Con­naissez-vous un humoriste acerbe? Vous savez, ces personnes qui, sous le couvert de l’humour, s’amusent à détruire les autres? Le tableau est classique : l’équipe est présente. L’humoriste acerbe lance une blague qui égratigne un des coéquipiers. Mis à part la victime, les membres du groupe se mettent à rire. Soit la personne attaquée se referme un peu plus, soit elle émet proteste. Si elle proteste, son attaquant met fin à l’épisode en lançant un «Quoi, tu ne sais pas prendre une blague?»

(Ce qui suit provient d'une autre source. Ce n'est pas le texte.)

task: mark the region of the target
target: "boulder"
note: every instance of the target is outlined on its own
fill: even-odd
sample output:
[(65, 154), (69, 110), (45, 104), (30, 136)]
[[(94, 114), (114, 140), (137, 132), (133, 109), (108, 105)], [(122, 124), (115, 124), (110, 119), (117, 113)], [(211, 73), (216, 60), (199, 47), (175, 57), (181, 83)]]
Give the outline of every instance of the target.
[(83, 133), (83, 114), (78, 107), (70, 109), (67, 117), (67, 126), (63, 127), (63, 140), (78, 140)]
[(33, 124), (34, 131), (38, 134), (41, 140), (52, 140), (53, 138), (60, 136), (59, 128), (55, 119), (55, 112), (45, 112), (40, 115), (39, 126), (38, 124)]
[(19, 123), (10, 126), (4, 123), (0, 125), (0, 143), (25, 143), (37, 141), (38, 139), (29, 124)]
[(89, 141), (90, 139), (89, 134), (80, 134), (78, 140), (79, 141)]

Et ainsi, événement après événement, la victime se sépare émotionnellement du groupe, à mesure que son estime personnelle chute. Elle s’investit moins dans les projets. Elle se sent de moins en moins concernée. Quelle perte pour l’équipe! Le pire, c’est que, pendant ce temps, les collègues spectateurs rient ou se taisent au lieu de réagir.

Vous vous demandez probablement ce que l’humoriste acerbe gagne à ce jeu. Eh bien, il y gagne le plaisir de faire rire. Même si c’est aux dépens d’un collègue, ce plaisir l’énergise et, pour être efficace, il s’attaquera tour à tour aux origines d’une personne, à son sexe, à ses manières, à son apparence physique, etc. Que faire pour mettre un terme aux agissements de cet agresseur? Retenez tout d’abord que ce n’est pas au collègue attaqué de réagir. Plus il réagit, plus ça encourage l’autre à continuer ou à sortir son «Quoi, tu ne sais pas prendre une blague?»

La clé dans ce type de situation, c’est la solidarité. Une solidarité nécessaire parce que les moqueries répétées font chuter l’apport de la victime et que, si celle-ci fait partie de l’équipe, c’est qu’on a collectivement besoin de son apport. La solidarité doit s’inscrire en deux points. Premièrement, on ne rit pas. Si l’équipe se donne le mot pour ne pas rire quand l’humour se fait aux dépens d’un collègue, l’humoriste cessera de recevoir ce qu’il recherche en exerçant ce type d’attaque. Et s’il ne reçoit plus de récompense, il finira par metter fin à son comportement malsain.

Deuxièmement, on défend. Si les collègues apprennent à dire à l’agresseur que sa tentative d’humour n’est pas drôle, le comportement cessera encore plus rapidement. Ça n’a pas à être dit d’une manière hostile, mais ça doit ensuite être répété à chaque tentative. Ne vous privez pas de l’apport de vos collègues en les laissant être la cible de remarques hostiles masquées par un humour douteux. Et si vous vous êtes reconnu en tant qu’agresseur dans cette chronique, n’oubliez pas que l’autodérision est très efficace quand vous souhaitez amuser les troupes.